– Я, наверное, неудачно выразился. Я хотел сказать – из виртуальной плоскости в реальную, то есть – поговорим не по телефону, а при встрече. Мы могли бы встретиться?
– Теоретически – конечно, могли бы.
– А практически?
– Практически – всегда сложнее. Во-первых, у меня тут этот веник…
– Это я уже понял. Но после?
– После… – задумалась Ирина. День впереди был хоть и малоинтересный, зато по хозяйству полезный до крайности, и распланированный уже, жаль было рушить. – С после тоже не так все просто… Знаете что, – если проблема не решается с ходу, ее всегда можно отложить на потом. – Вы перезвоните мне часа через два, можно даже на сотовый, – она продиктовала номер. – Я к этому времени немножко сообразуюсь с планами, и тогда уже буду знать. А то это как-то очень, – тут она хихикнула, – внезапно.

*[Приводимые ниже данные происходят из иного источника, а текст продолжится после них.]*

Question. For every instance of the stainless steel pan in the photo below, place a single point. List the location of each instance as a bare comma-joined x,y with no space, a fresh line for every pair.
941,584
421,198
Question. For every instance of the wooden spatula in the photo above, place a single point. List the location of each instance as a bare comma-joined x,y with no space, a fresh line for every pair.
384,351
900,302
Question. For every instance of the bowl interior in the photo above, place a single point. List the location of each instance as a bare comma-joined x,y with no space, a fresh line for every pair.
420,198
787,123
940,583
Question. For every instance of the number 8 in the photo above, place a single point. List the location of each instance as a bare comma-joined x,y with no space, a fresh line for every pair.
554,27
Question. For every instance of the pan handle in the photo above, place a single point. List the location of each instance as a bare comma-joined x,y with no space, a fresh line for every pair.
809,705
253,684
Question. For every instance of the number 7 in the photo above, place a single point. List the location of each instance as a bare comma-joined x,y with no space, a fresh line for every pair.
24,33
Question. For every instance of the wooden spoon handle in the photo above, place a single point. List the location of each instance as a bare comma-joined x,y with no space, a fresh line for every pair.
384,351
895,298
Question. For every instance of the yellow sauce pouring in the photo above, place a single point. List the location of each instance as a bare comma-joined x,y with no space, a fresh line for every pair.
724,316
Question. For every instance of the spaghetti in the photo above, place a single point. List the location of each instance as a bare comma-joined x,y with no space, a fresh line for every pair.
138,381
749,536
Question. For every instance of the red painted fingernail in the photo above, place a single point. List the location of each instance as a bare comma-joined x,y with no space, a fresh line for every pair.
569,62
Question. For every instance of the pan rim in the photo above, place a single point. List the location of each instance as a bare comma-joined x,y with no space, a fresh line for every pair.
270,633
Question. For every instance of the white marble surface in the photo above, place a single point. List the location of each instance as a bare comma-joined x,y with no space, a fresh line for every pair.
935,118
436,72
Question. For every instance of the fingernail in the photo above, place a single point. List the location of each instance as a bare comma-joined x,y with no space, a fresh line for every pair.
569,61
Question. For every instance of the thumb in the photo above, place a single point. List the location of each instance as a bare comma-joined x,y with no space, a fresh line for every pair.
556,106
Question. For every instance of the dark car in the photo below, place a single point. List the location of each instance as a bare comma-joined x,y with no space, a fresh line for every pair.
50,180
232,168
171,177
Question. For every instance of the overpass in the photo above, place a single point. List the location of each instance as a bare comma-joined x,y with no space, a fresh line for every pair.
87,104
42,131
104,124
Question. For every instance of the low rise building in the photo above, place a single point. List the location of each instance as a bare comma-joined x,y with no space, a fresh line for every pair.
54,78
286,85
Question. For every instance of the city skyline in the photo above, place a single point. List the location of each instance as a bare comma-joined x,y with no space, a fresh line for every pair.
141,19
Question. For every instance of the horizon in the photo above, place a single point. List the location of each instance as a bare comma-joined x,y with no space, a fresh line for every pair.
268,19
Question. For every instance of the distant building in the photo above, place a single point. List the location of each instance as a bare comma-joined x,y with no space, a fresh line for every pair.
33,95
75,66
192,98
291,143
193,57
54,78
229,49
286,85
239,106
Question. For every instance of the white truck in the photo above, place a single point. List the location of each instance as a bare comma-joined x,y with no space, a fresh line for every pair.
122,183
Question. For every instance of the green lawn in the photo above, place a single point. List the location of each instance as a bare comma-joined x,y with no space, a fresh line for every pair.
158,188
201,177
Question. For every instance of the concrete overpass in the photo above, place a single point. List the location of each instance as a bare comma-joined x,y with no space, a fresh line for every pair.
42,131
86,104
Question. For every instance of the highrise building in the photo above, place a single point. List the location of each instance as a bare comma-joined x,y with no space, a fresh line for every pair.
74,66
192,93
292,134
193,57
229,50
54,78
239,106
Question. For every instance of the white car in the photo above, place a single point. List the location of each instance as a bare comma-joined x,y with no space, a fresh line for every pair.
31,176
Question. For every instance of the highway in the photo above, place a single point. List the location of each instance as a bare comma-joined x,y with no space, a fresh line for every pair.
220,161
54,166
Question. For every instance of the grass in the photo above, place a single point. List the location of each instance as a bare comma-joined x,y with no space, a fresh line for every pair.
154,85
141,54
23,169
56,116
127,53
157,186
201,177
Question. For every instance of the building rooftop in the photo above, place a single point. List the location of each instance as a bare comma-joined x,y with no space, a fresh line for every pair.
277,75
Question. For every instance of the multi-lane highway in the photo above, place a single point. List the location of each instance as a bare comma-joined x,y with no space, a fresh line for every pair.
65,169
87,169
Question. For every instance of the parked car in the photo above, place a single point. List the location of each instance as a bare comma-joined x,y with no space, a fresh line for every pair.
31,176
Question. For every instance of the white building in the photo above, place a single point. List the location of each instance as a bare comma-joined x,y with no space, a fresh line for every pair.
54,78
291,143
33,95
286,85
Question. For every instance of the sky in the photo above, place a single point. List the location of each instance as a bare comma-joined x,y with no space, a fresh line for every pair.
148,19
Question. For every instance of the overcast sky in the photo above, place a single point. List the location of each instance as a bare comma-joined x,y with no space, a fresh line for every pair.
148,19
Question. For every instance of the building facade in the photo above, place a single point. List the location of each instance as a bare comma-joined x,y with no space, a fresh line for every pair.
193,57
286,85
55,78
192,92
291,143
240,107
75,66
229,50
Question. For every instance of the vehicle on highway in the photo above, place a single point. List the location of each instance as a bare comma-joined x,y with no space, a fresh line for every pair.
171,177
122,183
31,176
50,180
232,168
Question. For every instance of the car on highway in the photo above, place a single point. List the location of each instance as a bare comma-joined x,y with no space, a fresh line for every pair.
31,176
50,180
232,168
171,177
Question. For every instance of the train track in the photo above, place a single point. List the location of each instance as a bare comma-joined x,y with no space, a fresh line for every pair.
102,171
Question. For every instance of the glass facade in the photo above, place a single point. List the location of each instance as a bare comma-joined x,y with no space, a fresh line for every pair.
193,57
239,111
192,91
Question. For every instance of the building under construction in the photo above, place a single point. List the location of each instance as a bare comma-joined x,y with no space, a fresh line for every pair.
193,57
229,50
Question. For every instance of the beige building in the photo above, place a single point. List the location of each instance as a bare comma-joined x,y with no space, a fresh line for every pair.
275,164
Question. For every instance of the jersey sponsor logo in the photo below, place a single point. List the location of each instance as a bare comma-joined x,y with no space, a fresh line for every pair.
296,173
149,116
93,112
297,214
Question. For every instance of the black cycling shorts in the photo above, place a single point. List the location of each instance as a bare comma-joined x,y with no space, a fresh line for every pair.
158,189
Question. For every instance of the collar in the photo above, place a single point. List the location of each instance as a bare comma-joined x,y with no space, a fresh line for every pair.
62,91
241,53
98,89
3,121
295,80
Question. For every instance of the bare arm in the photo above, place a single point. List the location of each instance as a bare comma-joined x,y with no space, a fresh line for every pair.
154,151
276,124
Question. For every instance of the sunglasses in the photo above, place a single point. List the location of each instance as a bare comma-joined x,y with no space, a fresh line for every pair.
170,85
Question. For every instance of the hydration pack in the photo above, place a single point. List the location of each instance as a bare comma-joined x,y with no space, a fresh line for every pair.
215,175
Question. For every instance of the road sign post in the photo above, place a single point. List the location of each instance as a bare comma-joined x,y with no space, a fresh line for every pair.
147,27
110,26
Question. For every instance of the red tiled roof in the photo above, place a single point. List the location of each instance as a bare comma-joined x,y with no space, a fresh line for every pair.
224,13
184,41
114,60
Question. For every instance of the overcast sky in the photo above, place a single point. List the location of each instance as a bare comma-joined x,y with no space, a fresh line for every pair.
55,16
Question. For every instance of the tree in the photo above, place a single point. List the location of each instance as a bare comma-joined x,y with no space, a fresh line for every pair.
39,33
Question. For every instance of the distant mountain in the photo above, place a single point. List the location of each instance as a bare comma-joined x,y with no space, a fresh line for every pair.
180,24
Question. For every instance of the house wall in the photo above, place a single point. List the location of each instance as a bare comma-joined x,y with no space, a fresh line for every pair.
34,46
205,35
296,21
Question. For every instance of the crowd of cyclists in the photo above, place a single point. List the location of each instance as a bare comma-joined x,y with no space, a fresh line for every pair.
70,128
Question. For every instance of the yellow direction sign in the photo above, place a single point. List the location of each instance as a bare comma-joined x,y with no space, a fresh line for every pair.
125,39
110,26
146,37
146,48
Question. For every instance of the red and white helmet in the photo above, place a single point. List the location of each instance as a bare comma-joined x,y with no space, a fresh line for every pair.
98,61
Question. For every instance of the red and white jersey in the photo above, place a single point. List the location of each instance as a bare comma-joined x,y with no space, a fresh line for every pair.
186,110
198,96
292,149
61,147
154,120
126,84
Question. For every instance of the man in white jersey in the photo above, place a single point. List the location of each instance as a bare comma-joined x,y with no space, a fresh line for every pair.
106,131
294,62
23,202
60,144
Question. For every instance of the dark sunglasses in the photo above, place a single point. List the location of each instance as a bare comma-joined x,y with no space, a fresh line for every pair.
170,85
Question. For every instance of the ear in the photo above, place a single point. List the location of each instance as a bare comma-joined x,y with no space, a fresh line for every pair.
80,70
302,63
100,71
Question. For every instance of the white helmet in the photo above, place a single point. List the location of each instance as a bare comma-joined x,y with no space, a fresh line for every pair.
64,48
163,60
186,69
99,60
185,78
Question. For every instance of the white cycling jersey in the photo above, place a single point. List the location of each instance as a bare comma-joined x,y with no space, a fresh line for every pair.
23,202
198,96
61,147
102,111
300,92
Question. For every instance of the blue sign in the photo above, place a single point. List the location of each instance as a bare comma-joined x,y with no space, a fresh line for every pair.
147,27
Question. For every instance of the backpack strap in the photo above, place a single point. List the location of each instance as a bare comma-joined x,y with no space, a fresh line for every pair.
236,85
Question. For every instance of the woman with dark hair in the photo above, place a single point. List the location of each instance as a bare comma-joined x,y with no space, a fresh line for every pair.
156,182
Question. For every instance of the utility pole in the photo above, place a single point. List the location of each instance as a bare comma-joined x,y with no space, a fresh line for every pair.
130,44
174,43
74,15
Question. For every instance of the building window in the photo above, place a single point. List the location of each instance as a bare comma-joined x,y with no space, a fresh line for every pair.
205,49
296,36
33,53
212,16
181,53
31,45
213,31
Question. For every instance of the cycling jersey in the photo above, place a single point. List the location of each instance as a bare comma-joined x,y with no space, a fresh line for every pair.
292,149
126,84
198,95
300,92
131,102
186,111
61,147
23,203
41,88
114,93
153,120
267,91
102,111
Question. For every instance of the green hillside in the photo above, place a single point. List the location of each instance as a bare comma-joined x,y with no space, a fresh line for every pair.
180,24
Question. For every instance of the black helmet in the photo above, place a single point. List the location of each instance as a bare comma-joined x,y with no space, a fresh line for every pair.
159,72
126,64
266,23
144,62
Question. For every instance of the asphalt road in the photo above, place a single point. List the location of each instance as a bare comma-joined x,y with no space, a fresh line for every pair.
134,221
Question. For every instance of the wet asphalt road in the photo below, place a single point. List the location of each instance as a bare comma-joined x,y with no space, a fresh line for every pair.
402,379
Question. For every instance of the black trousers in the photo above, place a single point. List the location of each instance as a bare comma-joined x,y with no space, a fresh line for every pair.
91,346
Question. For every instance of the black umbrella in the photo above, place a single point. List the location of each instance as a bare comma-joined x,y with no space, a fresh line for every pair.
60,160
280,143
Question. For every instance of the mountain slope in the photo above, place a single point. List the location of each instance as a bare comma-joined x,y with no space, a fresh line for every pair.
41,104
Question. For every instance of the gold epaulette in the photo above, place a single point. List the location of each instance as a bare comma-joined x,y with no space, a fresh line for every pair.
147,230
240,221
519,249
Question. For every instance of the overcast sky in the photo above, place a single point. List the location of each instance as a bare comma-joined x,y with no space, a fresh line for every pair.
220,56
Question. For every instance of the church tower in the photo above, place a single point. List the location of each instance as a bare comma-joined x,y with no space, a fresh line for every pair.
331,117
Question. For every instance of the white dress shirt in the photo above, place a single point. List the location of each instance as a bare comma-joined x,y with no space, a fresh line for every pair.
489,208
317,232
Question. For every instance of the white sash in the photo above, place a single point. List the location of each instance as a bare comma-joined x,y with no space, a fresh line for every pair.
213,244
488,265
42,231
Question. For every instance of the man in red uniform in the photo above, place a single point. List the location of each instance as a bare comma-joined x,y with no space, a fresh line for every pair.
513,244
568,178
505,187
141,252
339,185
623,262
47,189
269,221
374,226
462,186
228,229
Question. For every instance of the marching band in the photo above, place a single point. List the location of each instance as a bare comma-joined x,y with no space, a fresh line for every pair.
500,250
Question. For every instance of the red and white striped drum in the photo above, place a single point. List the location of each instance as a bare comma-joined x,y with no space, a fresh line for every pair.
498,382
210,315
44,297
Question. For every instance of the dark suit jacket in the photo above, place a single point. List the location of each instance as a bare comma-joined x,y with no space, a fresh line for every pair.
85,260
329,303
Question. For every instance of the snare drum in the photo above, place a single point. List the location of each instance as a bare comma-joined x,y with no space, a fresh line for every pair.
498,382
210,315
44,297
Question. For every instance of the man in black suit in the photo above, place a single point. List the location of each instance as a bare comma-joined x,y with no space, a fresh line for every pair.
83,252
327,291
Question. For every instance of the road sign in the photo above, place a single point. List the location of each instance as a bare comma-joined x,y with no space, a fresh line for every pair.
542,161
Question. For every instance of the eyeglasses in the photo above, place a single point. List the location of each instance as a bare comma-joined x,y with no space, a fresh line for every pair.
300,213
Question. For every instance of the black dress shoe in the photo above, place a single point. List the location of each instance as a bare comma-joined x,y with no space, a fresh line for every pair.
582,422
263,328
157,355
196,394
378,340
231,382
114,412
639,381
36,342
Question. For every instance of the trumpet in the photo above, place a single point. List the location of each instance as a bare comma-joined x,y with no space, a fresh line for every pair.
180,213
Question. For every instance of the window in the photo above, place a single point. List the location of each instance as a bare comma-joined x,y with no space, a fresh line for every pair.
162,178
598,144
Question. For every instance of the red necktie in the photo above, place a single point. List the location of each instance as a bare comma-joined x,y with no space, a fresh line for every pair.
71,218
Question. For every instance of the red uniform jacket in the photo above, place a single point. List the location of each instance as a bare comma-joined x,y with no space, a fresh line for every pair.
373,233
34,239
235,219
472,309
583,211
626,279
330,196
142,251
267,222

– Да-да, я уже понял. Спасибо. Я непременно перезвоню, – он повторил ее номер, удостоверяясь в правильности записи.
– Все верно. Тогда до свидания.
– До встречи.
Трубка уже исходила коротеньким писком гудков, а Ирина так и стояла в прихожей с веником в руке. Почему-то вспомнилась юность – был у нее тогда один такой поклонник, приходивший в гости почему-то исключительно в моменты, когда она подметала пол. Она уж привыкла – как берешь в руки веник, жди звонка в дверь. Она опомнилась, тряхнула головой, нажала на трубке отбой, и, как была, с веником и телефоном, пошла на кухню – заваривать наконец кофе.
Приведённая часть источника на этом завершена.